Dans la prise d’une ville, ceux qui, les premiers, montent sur la muraille, reçoivent une couronne d’or. Il y a aussi des récompenses pour ceux qui défendent ou sauvent des citoyens ou des alliés. Ce sont ceux qui ont été délivrés qui couronnent eux-mêmes leur libérateur ; s’ils refusent de le faire, le tribun les y contraint. Ils doivent, outre cela, pendant toute leur vie, le même respect pour lui que pour leur père, et il faut qu’ils lui rendent tous les devoirs qu’ils rendraient à ceux qui leur ont donné la vie.

Ce n’est pas seulement à ceux qui sont en campagne et qui servent actuellement, que ces récompenses inspirent du courage et de l’émulation, c’est encore à ceux qui sont restés chez eux ; car, sans parler de la gloire qui accompagne à l’armée ces présens, et de la réputation qu’ils donnent dans la patrie, ceux qui les ont reçus ont droit, au retour de la campagne, de se présenter, dans les jeux et dans les fêtes, vêtus d’un habit qu’il n’est permis de porter qu’à ceux dont les consuls ont honoré la valeur.

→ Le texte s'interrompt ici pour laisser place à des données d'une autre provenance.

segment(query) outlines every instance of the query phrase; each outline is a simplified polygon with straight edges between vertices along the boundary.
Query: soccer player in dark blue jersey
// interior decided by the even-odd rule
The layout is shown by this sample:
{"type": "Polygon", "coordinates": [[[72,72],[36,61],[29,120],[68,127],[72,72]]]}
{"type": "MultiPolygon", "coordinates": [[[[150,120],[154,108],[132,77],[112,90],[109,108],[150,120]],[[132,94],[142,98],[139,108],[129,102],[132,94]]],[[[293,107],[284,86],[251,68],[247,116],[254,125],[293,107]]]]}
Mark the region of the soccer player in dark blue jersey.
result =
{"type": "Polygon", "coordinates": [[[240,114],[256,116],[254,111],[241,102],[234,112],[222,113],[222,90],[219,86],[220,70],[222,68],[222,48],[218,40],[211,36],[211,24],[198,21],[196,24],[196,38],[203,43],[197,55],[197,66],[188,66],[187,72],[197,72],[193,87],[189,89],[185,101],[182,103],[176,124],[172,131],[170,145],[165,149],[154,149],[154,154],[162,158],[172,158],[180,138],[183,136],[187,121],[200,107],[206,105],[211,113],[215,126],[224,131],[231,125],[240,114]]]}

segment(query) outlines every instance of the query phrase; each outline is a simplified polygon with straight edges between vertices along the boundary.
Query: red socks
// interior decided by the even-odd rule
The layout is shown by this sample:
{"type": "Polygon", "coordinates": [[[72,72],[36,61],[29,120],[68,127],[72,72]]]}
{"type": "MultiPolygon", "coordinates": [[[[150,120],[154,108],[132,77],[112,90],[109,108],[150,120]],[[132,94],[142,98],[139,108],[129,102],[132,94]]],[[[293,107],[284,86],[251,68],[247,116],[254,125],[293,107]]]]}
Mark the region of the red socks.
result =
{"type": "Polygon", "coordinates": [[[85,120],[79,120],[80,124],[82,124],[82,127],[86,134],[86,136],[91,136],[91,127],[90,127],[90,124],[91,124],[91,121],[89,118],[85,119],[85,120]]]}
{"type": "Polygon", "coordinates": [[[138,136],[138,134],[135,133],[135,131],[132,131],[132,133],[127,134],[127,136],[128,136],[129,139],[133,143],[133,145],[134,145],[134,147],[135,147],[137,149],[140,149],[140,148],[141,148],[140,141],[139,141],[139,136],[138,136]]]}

Ils suspendent encore aux endroits les plus apparens de leur maison les dépouilles qu’ils ont remportées sur les ennemis, pour être des monumens et des témoignages de leur courage. Tel est le soin et l’équité avec lesquels on dispense les peines et les honneurs militaires : doit-on être surpris, après cela, que les guerres que les Romains entreprennent aient un heureux succès ?

La solde du fantassin est de deux oboles par jour. Les capitaines ont le double, la cavalerie une drachme. La ration de pain, pour l’infanterie, est de la moitié, au plus, d’un médimne attique de blé ; celle du cavalier, de sept médimnes d’orge par mois et deux de blé. L’infanterie des alliés reçoit la même ration que celle des Romains ; leur cavalerie, un médimne et un tiers de blé, et sept d’orge. Cette distribution se fait, aux alliés, gratuitement ; mais, à l’égard des Romains, on leur retient sur la solde une certaine somme marquée pour les vivres, les habits ou les armes qu’on doit leur donner.

Pour lever le camp, voici la manière dont ils s’y prennent : le premier signal donné, on détend les tentes et on plie bagage, en commençant néanmoins par celles du consul et des tribuns ; car il n’est pas permis de dresser et de détendre des tentes avant que celles-ci aient été dressées ou détendues. Au second signal, on met les bagages sur les bêtes de charge, et au troisième signal, les premiers marchent et tout le camp s’ébranle.

L’avant-garde est, le plus souvent, composée des extraordinaires ; après eux, l’aile droite des alliés, qui est suivie du bagage des uns et des autres.